Pour venir en aide à nos frères de Genève, nous n’avons pas attendu que notre Comité fédéral nous ait indiqué les mesures à prendre. La première souscription, rentrée le 11 juin et montant à dix francs, fut expédiée de suite. Le 11 juin, nous avons reçu une dépêche du Comité fédéral romand, à la Chaux-de-Fonds, nous demandant de trouver des fonds pour soutenir nos frères de Genève, et nous rappelant les devoirs de tout international sérieux et convaincu. Sur-le-champ, notre Comité se réunit, et décida de consacrer à la grève tous les fonds qui étaient disponibles en ce moment, la somme produite par la souscription pour le drapeau, de même que de l’argent que nous voulions placer : nous avons pensé qu’il ne pouvait être mieux placé qu’en aidant nos frères de Genève.
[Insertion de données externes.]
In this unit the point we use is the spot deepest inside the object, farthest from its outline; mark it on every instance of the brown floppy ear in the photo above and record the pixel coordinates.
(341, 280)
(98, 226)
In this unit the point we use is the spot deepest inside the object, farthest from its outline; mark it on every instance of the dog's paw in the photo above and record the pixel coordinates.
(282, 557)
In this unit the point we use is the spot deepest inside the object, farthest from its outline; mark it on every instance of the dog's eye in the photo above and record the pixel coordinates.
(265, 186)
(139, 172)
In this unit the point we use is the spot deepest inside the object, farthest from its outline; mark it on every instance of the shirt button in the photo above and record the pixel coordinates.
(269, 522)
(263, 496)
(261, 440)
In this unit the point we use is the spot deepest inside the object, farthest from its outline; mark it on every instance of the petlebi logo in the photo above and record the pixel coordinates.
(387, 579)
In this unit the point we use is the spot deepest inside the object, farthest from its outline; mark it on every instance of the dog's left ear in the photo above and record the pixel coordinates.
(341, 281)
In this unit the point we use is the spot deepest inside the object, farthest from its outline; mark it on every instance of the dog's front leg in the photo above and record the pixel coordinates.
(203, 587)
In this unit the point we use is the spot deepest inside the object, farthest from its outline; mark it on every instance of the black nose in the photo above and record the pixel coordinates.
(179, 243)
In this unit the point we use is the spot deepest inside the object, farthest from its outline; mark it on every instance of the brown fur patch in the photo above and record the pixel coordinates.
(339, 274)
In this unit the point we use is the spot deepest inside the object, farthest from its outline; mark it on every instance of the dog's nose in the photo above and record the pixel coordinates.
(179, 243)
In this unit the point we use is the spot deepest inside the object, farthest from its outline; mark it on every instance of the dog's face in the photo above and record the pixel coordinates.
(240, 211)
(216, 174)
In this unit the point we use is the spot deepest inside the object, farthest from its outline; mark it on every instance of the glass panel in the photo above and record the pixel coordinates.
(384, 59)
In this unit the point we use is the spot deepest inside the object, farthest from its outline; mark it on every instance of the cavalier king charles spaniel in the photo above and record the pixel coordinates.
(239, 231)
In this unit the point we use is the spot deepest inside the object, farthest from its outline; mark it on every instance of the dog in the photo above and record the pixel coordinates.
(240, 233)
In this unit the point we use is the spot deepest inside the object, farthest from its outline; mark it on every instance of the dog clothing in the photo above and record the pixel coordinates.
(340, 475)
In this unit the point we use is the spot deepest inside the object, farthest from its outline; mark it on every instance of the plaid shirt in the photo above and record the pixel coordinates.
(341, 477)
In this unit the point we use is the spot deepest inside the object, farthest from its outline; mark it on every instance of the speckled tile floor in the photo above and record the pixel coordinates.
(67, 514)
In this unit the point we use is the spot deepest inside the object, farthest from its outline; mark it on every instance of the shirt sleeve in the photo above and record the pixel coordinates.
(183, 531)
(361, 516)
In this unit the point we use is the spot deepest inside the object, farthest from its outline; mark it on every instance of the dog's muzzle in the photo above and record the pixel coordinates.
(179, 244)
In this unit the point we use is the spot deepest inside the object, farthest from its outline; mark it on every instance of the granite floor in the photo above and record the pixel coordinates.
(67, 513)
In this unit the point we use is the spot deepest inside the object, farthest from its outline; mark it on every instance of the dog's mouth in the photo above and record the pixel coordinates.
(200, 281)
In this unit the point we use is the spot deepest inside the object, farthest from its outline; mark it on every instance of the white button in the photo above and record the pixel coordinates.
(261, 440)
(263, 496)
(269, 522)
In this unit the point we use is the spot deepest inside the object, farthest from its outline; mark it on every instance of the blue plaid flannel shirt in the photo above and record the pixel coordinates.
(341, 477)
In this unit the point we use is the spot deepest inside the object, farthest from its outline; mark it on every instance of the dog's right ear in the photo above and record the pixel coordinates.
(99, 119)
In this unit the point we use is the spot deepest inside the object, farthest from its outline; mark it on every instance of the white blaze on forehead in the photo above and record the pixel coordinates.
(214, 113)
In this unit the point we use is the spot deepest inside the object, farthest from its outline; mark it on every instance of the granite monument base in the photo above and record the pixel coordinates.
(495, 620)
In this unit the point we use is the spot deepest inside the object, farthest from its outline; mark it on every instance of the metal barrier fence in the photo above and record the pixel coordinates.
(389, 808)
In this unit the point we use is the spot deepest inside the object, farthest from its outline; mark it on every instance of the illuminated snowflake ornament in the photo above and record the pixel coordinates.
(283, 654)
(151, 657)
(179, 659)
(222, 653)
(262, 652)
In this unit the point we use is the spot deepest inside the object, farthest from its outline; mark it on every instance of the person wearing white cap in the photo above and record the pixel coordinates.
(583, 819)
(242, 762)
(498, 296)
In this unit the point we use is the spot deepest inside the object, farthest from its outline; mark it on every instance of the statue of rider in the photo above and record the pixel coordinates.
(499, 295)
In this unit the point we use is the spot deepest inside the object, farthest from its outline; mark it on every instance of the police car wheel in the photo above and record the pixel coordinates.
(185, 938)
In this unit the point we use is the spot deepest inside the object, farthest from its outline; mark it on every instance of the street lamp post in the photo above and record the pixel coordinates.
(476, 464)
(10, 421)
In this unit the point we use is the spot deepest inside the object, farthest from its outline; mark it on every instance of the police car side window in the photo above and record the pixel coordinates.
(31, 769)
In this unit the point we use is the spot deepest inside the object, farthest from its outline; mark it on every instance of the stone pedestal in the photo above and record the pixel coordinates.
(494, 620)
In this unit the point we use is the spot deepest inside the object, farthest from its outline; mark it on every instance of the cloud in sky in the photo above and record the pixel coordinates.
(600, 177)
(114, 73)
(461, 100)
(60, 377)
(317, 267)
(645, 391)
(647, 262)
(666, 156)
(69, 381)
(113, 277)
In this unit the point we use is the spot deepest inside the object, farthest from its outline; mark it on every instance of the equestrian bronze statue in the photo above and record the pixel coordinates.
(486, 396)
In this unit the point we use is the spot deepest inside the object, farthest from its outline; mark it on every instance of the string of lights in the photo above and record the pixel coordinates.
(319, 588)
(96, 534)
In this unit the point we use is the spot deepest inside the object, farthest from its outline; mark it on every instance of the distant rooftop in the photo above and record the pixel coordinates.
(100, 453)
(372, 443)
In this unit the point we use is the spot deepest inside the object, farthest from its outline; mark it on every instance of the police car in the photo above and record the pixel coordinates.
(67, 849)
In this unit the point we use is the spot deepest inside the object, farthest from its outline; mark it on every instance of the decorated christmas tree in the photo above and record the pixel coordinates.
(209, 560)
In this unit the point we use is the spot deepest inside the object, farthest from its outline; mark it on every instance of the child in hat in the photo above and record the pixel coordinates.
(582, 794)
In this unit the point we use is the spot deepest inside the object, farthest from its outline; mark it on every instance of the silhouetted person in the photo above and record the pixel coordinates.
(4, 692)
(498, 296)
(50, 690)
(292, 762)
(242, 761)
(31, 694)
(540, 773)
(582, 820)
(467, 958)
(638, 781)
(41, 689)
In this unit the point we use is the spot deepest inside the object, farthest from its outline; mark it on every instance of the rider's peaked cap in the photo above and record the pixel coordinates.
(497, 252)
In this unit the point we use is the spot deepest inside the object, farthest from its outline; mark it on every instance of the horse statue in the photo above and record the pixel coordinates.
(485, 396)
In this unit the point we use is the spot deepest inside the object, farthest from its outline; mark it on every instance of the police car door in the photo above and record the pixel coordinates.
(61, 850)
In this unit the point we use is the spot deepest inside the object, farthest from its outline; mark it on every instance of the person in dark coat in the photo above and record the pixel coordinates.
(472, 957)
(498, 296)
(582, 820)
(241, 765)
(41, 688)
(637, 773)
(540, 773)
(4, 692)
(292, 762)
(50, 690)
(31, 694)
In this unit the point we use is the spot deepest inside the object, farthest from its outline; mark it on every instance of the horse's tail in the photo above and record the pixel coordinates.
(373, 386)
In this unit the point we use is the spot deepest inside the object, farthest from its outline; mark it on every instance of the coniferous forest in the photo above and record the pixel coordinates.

Le 12 juin, nous fîmes donc un second envoi de soixante-dix francs. Nos souscriptions continuent avec activité. Nous venons de faire, hier dimanche, un troisième envoi de vingt-cinq francs… Notre second envoi pour Vienne (Isère) a été de vingt francs[1]. Je pense que nos collègues de Genève auront vu que nous n’étions pas si mauvais internationaux qu’ils nous l’ont dit au Congrès romand [de la Chaux-de-Fonds], et que nous savons mettre en pratique les principes de solidarité que nous professons.

  1. Il y avait à Vienne (Isère) une grève des ouvriers métallurgistes, et les ouvriers fondeurs et mécaniciens de Vevey avaient fait, en mai, aux grévistes viennois un premier envoi d’argent (Solidarité du 4 juin).